# Finding a bound for a Fourier coefficient

1. Nov 5, 2008

### Somefantastik

1. The problem statement, all variables and given/known data

show that Ak will satisfy:

$$\left| A_{k} \right| \leq Mk^{-4}$$

2. Relevant equations

$$A_{k} = \frac{2}{L}\int^{L}_{0} \phi(x) sin \left( \frac{k \pi x}{L} \right) dx$$

given

$$\phi(x) \in C^{4} ([0,L]) \and\ \phi^{(p)}(0) = \phi^{(p)}(L) = 0, p = 0, 1, 2, 3$$

in this notation, \phi is continuous and differentiable up to 4th derivative over [0,L], and (p) denotes the order of the derivative.

3. The attempt at a solution

I differentiated 4 times using substitution, and came up with

$$\frac{L^{4}}{k^{4}\pi^{4}} \int^{L}_{0} \phi^{(4)}(x)sin \left( \frac{k \pi x}{L}\right) dx$$.

I was told using the Weierstrass M-test (or Comparison test?) would help find solution, but I'm not sure how to proceed.

2. Nov 5, 2008

### Office_Shredder

Staff Emeritus
You would use this result to apply the Weierstrass M-test, but I don't see how the M-test would give the inequality to you.

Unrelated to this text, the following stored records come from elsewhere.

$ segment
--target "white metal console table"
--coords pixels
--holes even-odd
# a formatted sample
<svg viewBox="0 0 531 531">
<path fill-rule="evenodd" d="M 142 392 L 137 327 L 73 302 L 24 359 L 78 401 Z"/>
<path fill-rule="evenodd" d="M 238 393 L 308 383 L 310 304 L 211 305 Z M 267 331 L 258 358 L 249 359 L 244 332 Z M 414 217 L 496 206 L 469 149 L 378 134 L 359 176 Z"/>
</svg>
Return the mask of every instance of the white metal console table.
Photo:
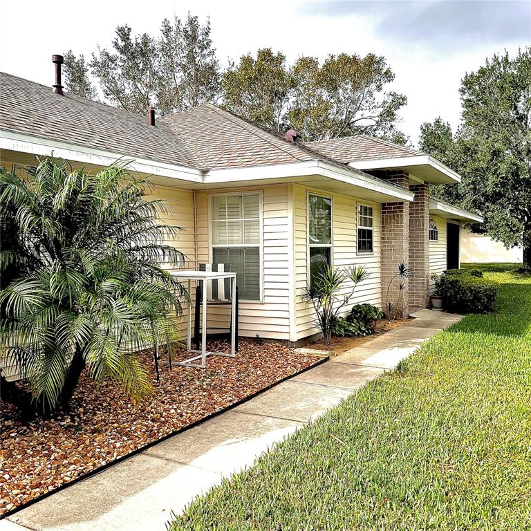
<svg viewBox="0 0 531 531">
<path fill-rule="evenodd" d="M 230 273 L 223 271 L 183 271 L 171 274 L 179 280 L 188 281 L 188 293 L 190 295 L 190 304 L 188 307 L 188 337 L 187 346 L 189 352 L 198 354 L 183 362 L 179 362 L 178 365 L 184 365 L 187 367 L 199 367 L 205 369 L 206 366 L 207 356 L 227 356 L 236 357 L 236 273 Z M 223 352 L 212 352 L 207 351 L 207 282 L 212 280 L 221 280 L 221 279 L 230 279 L 232 293 L 232 312 L 231 312 L 231 337 L 230 337 L 230 354 Z M 203 315 L 201 323 L 201 349 L 198 351 L 192 348 L 192 281 L 203 281 Z M 201 360 L 201 363 L 194 363 L 196 360 Z"/>
</svg>

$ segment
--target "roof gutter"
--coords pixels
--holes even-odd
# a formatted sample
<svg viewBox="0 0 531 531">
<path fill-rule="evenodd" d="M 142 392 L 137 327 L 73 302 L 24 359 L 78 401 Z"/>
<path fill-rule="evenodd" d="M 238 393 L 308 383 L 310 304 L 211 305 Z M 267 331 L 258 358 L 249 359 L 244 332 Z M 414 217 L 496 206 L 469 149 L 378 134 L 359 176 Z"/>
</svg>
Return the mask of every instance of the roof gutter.
<svg viewBox="0 0 531 531">
<path fill-rule="evenodd" d="M 10 149 L 41 156 L 53 156 L 97 166 L 109 166 L 120 160 L 127 163 L 130 169 L 141 173 L 192 183 L 203 183 L 203 172 L 195 168 L 138 158 L 122 153 L 48 140 L 15 133 L 8 129 L 0 129 L 0 149 Z"/>
<path fill-rule="evenodd" d="M 204 183 L 205 185 L 226 184 L 228 183 L 244 184 L 248 181 L 297 178 L 314 175 L 385 194 L 398 201 L 413 201 L 415 196 L 413 192 L 399 186 L 386 183 L 370 175 L 353 171 L 348 168 L 344 169 L 322 160 L 211 169 L 205 174 Z"/>
</svg>

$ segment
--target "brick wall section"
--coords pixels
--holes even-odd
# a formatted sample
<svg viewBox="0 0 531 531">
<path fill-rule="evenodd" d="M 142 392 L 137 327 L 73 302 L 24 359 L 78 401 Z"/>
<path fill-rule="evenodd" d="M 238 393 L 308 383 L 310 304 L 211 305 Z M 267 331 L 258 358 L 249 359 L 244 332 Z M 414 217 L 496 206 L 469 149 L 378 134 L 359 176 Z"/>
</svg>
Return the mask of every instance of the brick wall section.
<svg viewBox="0 0 531 531">
<path fill-rule="evenodd" d="M 373 172 L 403 188 L 409 188 L 409 176 L 404 172 Z M 398 269 L 398 263 L 408 262 L 409 255 L 409 203 L 384 203 L 382 205 L 382 308 L 386 310 L 387 288 Z M 389 289 L 389 302 L 397 305 L 398 317 L 408 313 L 409 286 L 400 290 L 400 281 L 395 279 Z"/>
<path fill-rule="evenodd" d="M 415 198 L 409 205 L 409 307 L 425 308 L 429 298 L 429 185 L 410 186 Z"/>
</svg>

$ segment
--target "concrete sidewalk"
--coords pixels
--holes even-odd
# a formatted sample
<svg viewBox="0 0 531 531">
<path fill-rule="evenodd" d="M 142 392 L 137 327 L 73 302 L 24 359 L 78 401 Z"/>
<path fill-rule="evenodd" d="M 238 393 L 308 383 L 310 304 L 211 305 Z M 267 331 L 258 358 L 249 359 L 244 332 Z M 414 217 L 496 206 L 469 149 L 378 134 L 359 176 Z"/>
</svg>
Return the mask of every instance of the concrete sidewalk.
<svg viewBox="0 0 531 531">
<path fill-rule="evenodd" d="M 0 531 L 164 530 L 207 492 L 460 316 L 430 310 L 329 362 L 0 521 Z"/>
</svg>

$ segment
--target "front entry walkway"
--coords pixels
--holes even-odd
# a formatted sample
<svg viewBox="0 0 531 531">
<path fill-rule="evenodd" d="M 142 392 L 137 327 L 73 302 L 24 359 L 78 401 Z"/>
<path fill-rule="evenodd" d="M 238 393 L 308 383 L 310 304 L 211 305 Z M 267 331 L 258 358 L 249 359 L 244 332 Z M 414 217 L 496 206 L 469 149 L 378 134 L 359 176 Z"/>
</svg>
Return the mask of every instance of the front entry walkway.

On the other hand, you're nearly there. The fourth derivative of phi is continuous, and sin(k*pi*x/L) is bounded by one, so you can bound the integral above by a constant that doesn't depend on k.

3. Nov 5, 2008

### Somefantastik

$$\frac{L^{4}}{k^{4}\pi^{4}} \left| \int^{L}_{0} \phi^{(4)}(x)sin \left(\frac{k \pi x}{L} \right) dx \right| \leq M$$